I joined shorthand and typing by my 11th standard as it was norm in those days. In 3 years I finished my shorthand final in first attempt. My master must have been a septuagenarian. Very old already who retired from secretarial service. Very poor family. His working son never respected him or provided for family. Master used to look at me like his daughter because his daughter was my age (late parenthood for him). I learn she is now living in US. He used to sport a big namam in his face. ONce he came home too. He had big opinion on me because he thought I was a very good student. Father-like. Almost for 3 years weekly thrice or even 5 times I used to take dictation from him. I was his star student. Because of his love and affection, I visited his house frequently too. He invited me home for all festivals. We became family friends. Mami used to feed me well! Wherever I went, food came along! Just the thought of me without a mother and not a secure family used to hurt this gentleman who cared deeply for me in my teens – to an embarrassing level. He is one man whose feet I did touch for namaskaram. I lost touch with him just before I married. Too much happening in my own life. We did not even have basic telephony in those times, at home. He lived in a very cramped 2 room house with poor lighting. It was temple housing complex. For bathroom use he had to climb stairs down everytime. They shared bathrooms with other tenants. Master suffered lifelong. Still there was such a dignity about him. He never spoke of his hardships. I understood his state of affairs just by observing him and his lifestyle and his home and family. What a man. So much affection for me, but how he would hold that in check because I was a young woman and he was bothered that his love must not be construed for anything different. Like, people should not think he was taking advantage of me because of my precarious condition. Old worldly. Very restrained approach but made sure that I knew how much he deeply cared for me. I used to wear knee length skirts etc then., but this was one senior in front of whom I always remembered to appear decent and properly dressed. Perhaps God sent me fatherly love in his ‘roop.’ His name was Ramaswamy. He lives only in my memory. I have no photo of him.

My veena teacher’s name and my sloka teacher’s name I don’t want to disclose. Their folks are still around although I donno where! Neither do I have their pictures. They live only in my memory.
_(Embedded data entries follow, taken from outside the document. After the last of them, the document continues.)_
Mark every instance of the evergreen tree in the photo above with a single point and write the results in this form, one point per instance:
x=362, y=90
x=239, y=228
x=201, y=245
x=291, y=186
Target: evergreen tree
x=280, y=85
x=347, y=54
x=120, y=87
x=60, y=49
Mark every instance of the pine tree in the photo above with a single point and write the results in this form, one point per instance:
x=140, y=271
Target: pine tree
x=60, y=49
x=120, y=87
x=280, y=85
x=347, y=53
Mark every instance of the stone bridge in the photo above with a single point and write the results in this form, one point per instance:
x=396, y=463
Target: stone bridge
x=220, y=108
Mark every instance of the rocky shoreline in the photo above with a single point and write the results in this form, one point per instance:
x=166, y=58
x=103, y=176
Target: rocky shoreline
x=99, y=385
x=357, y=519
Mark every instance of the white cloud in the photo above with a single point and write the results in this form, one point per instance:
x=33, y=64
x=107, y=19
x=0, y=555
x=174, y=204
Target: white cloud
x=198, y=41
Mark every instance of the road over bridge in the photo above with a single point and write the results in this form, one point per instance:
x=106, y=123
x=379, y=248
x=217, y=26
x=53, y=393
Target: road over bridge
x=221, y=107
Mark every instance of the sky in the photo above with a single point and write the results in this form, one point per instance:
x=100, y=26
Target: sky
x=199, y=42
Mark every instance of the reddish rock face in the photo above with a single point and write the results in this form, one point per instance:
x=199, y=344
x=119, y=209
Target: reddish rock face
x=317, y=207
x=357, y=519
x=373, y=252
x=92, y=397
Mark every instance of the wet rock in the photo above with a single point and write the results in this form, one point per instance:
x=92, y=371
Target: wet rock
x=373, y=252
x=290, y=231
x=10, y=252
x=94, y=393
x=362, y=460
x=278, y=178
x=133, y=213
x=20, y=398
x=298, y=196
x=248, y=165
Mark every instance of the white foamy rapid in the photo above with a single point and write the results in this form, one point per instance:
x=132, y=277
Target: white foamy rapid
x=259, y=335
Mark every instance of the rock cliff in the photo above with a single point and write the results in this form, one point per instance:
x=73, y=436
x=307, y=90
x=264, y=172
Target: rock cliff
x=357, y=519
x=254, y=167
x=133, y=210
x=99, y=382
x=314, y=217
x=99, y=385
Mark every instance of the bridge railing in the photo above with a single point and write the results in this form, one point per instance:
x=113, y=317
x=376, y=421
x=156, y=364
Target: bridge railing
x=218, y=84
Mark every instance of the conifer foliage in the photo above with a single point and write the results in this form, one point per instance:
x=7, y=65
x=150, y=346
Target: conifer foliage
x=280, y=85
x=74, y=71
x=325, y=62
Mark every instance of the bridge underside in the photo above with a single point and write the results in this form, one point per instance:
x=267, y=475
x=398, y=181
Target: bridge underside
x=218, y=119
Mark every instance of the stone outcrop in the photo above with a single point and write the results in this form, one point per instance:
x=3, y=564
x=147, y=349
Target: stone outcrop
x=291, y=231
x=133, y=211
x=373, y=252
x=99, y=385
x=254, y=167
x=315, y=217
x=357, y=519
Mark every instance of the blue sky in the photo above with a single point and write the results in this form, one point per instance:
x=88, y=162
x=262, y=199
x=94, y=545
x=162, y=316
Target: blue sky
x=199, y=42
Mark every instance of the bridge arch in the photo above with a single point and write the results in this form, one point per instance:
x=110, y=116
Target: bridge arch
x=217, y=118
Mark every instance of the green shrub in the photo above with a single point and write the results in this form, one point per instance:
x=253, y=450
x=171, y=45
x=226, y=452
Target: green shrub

Thinking of these three great humanbeings who touched my life in my teens, whose value i did not honestly cherish then, I am now humbled how without a grudge these decent folks bore their pains and sufferings, never venting on anyone. Rather they filled their hearts with love. For over 5 to 6 years or even more (sometimes concurrent) years once upon a time, they were regular fixtures in my life with whom I spent quite a lengthy time. Very late I realized how all the three tried to get close to me, because they figured I was kind of alone. It was I who maintained that distance never allowing them near me. I hope if at all they had had rebirths, they are born into loving sweet families filled with happiness and sunshine.